Weeks ago I made dhal for a meat free Monday night dinner and whilst doing a million other things, simply forgot about it, leaving it on the stove to burn. To a crisp. Talk about ruining a dish.
We ate spag bol instead.
And I’ve been wanting to make it again ever since.
I was introduced to dhal (a popular Indian dish made with lentils and spices) by a chef at a job I once had in Sydney years ago. Weyman would whip up a huge batch of dhal for our staff lunches and I used to love it. It was so different to anything Mum had cooked for us as kids growing up and I really liked the spice and texture of the lentils. It was so comforting.
I then went through a stage of making dahl all the time, each time, using whatever I had at home and whatever recipe I had googled at the time. Inexpensive, hearty and good for you – it’s the perfect meal, especially after yet another over-indulgent weekend. This particular version uses a small number of ingredients and can be made as spicy as you like by using little or extra chilli powder.
The recipe comes from one I found on delicious.com that I’ve altered slightly. I cooked the lentils for longer than the recipe states as I prefer dhal when the lentils really break down, turning a little mushy. I’ve also added vegetable stock, omitting the mustard seeds (purely because I didn’t have any in the pantry) and accompanied the dhal with some roti bread.

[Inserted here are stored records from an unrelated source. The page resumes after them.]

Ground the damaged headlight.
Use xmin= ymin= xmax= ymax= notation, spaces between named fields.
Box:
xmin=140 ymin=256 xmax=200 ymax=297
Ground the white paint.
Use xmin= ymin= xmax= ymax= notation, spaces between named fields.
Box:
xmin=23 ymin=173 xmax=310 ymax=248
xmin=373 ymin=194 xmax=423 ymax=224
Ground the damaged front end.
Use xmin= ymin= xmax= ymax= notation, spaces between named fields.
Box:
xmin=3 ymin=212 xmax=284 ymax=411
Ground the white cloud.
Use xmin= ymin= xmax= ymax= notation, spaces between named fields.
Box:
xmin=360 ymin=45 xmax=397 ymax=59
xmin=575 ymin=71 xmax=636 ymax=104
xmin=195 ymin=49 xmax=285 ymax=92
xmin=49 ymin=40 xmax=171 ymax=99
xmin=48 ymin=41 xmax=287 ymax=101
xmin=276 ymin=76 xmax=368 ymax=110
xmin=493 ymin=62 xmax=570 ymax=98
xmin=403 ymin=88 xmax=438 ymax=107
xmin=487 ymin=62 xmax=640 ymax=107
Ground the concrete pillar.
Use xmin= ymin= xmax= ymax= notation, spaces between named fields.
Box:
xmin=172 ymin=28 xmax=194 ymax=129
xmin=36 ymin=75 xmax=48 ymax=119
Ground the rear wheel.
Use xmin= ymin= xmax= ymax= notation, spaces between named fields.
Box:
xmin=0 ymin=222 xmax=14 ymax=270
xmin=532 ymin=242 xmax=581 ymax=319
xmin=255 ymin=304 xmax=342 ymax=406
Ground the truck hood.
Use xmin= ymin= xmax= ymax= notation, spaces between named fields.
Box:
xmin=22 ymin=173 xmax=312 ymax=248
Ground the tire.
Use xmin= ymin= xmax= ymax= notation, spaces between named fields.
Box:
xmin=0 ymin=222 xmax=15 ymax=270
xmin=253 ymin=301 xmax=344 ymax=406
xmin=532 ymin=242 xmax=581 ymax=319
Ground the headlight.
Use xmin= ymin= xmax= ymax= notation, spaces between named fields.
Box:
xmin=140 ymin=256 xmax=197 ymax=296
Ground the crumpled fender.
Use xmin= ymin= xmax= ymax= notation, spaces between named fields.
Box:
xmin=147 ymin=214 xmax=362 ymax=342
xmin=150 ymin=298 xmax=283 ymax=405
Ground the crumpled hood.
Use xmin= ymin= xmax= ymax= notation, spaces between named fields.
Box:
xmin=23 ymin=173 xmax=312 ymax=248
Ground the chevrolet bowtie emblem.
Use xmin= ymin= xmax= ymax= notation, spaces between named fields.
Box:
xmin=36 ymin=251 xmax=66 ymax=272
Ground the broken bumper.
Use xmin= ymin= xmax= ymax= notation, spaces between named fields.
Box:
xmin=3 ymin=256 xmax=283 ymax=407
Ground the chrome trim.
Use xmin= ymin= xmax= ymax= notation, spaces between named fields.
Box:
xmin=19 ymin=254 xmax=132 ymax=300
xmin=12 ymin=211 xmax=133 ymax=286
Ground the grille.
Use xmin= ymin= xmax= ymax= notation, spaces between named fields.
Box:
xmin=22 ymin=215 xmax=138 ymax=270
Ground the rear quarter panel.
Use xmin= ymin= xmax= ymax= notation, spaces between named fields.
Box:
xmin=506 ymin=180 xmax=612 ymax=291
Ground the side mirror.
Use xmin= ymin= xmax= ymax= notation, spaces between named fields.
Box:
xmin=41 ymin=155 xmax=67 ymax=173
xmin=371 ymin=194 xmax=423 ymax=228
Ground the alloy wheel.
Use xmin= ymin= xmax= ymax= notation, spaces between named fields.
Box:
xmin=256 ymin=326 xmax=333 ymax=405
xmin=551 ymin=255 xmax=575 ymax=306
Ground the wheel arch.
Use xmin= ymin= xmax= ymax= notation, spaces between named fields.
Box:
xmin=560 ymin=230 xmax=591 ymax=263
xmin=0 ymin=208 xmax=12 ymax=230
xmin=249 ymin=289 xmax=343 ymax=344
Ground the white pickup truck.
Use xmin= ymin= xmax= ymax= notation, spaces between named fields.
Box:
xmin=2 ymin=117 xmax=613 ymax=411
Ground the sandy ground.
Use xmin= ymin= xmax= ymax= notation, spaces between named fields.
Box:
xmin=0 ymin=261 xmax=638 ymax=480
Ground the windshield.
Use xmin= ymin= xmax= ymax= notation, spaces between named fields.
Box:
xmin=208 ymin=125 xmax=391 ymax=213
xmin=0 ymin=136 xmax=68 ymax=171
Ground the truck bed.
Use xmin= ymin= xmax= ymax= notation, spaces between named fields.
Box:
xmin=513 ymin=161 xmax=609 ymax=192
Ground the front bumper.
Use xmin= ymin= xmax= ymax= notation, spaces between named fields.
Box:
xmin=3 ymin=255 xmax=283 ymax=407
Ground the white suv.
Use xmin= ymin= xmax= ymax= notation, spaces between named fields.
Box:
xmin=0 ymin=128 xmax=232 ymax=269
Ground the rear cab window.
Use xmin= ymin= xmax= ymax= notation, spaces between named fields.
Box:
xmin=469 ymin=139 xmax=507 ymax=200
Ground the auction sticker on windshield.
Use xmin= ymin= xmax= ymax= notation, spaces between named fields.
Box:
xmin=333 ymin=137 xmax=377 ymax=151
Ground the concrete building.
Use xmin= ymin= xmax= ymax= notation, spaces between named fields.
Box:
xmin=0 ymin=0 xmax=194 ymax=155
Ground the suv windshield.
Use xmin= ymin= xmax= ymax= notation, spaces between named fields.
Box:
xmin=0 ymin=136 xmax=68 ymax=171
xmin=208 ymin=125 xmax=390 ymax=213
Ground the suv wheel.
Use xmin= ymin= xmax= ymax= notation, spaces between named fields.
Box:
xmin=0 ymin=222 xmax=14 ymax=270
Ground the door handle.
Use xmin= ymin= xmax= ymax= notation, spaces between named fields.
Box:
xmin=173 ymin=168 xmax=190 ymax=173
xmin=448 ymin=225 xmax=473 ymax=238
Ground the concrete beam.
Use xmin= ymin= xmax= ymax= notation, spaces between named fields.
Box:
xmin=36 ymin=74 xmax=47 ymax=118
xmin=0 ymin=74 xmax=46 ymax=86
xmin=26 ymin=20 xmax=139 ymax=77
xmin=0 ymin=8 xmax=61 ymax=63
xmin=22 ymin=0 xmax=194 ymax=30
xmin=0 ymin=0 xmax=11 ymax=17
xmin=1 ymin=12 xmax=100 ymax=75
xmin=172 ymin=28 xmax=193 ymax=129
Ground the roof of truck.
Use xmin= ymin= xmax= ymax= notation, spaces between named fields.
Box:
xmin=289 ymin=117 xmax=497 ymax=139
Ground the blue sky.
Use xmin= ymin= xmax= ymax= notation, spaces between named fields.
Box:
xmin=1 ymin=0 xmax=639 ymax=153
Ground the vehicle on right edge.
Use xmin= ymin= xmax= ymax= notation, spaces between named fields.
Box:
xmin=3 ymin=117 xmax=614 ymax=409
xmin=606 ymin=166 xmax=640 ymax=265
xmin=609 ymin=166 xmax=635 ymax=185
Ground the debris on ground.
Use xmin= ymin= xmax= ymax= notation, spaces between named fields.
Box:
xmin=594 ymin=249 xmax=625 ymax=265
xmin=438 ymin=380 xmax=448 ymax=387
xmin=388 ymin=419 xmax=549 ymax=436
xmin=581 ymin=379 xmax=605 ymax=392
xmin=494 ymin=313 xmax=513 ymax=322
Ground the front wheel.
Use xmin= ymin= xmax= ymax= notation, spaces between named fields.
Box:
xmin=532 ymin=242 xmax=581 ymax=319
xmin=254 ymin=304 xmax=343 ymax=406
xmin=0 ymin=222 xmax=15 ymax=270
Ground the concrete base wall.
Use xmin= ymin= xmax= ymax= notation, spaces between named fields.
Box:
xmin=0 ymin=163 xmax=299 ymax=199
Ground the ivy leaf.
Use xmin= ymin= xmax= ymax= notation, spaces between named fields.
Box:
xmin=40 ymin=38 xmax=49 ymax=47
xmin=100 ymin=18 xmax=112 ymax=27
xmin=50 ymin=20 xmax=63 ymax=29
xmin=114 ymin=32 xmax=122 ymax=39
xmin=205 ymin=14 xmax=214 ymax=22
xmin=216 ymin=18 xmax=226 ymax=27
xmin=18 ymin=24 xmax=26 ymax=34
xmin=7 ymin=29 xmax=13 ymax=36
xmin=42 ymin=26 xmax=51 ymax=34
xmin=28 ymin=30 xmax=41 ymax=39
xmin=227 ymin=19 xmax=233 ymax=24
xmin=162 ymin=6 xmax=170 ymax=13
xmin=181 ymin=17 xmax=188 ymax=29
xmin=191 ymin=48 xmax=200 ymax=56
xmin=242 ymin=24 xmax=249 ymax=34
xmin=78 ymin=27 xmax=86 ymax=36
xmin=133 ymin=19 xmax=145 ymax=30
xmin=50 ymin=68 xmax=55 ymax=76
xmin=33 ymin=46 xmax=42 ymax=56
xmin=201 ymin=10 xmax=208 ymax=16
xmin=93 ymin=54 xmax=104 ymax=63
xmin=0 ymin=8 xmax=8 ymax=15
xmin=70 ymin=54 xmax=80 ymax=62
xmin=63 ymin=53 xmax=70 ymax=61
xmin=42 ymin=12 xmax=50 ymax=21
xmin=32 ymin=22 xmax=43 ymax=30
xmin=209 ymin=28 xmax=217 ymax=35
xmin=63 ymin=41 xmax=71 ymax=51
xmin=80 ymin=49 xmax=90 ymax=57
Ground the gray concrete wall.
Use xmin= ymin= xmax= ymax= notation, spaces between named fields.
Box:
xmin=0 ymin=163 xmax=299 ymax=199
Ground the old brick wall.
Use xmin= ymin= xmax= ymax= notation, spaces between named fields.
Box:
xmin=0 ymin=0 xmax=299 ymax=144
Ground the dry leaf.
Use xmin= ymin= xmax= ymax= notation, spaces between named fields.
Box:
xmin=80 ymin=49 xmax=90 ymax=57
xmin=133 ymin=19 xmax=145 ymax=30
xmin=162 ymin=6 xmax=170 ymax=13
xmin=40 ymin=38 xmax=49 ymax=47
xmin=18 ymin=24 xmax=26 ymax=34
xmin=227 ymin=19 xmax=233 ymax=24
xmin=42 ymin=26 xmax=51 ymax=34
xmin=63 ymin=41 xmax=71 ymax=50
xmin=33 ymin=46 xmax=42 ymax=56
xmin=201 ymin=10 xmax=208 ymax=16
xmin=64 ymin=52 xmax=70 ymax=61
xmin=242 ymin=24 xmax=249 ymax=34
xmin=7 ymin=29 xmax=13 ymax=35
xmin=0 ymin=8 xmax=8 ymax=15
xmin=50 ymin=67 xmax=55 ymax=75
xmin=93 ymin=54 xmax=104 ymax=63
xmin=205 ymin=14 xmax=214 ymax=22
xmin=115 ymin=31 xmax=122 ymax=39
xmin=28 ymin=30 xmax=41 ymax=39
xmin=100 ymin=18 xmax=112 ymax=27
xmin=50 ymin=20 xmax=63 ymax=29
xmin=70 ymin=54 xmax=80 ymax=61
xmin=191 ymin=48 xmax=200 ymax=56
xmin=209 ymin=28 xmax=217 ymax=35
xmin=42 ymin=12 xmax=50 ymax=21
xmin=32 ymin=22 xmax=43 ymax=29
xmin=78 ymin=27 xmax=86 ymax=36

For a hint of sweetness, I served it with some of my new favourite garlic jam (which you could replace with mango chutney) and a dollop of natural yoghurt on top goes down well to counteract the spice.
Now I’m not pretending to be the ‘Indian cooking go-to-girl’ by any stretch of the imagination and I want to thank Weyman for sparking my curiosity and love of Indian food. Thanks for introducing me to the humble lentil too. I don’t know if I’d eaten lentils, let alone cooked with them, before having your dhal.
So if I can inspire even one person to try something they’ve never eaten or cooked before, I’ll be happy. This is such a simple dish. It’s nothing sophisticated and is a great place to start you on your pulse journey. Hopefully you don’t stuff it up. Just whatever you do, don’t forget it’s on the stove.
And if you do happen to stuff it up.. No dramas.
Just make sure you have some spag bol for back up.
red lentil dhal (serves 2)
300 grams of red lentils
1 x small brown onion, finely sliced
2 x garlic cloves, crushed
1 x piece of fresh ginger, about the size of a 20 cent coin
1 x dessertspoon of cumin seeds
1 x teaspoon of ground tumeric
1/2 teaspoon of ground chilli
1 x teaspoon of sugar
1 x 400 gram tin of chopped tomatoes
About 2 x cups of vegetable stock (I use stock powder diluted in boiling water)
Salt and freshly cracked pepper
A dash of vegetable oil
A really good handful of baby spinach leaves
Fresh coriander, to serve
Naan or Roti bread, to serve
Garlic jam, (or mango chutney) to serve
Natural yoghurt, to serve
- Place the lentils in a sieve and rinse under cold water from the tap.
- In a saucepan, cover the lentils with water and bring to the boil. Once boiling, back down to a simmer and let the lentils cook for 8 minutes. Drain and set aside.
- Meanwhile, in a fry pan, dry fry the the cumin, chilli and turmeric until the aroma of the spices start to fill the air. (This should take about a minute, stirring with a wooden spoon and being careful not to burn).
- Add a dash of vegetable oil and add the onions, garlic and ginger, cooking until softened.
- Add the tinned tomatoes, sugar and lentils and season with salt and pepper.
- Add 1 cup of the vegetable stock and bring to the boil.
- Back it off to a slow simmer and let cook for about 20 minutes or until the lentils are nicely cooked and no longer have that ‘real bite’ to them. (Adding more stock if you need to so that the lentils don’t become dry). It’s important to taste as you go.
- Add the baby spinach right at the end and stir through.
- Serve with the roti bread, garlic jam, fresh coriander and natural yoghurt.
- You could also serve this dhal with some steamed rice.
- You could roast some pumpkin or sweet potato to mix in to the dhal towards the end of the cooking process too.
- A can of chickpeas could also be added.
- Serve with some chilli flakes for the spice lovers out there.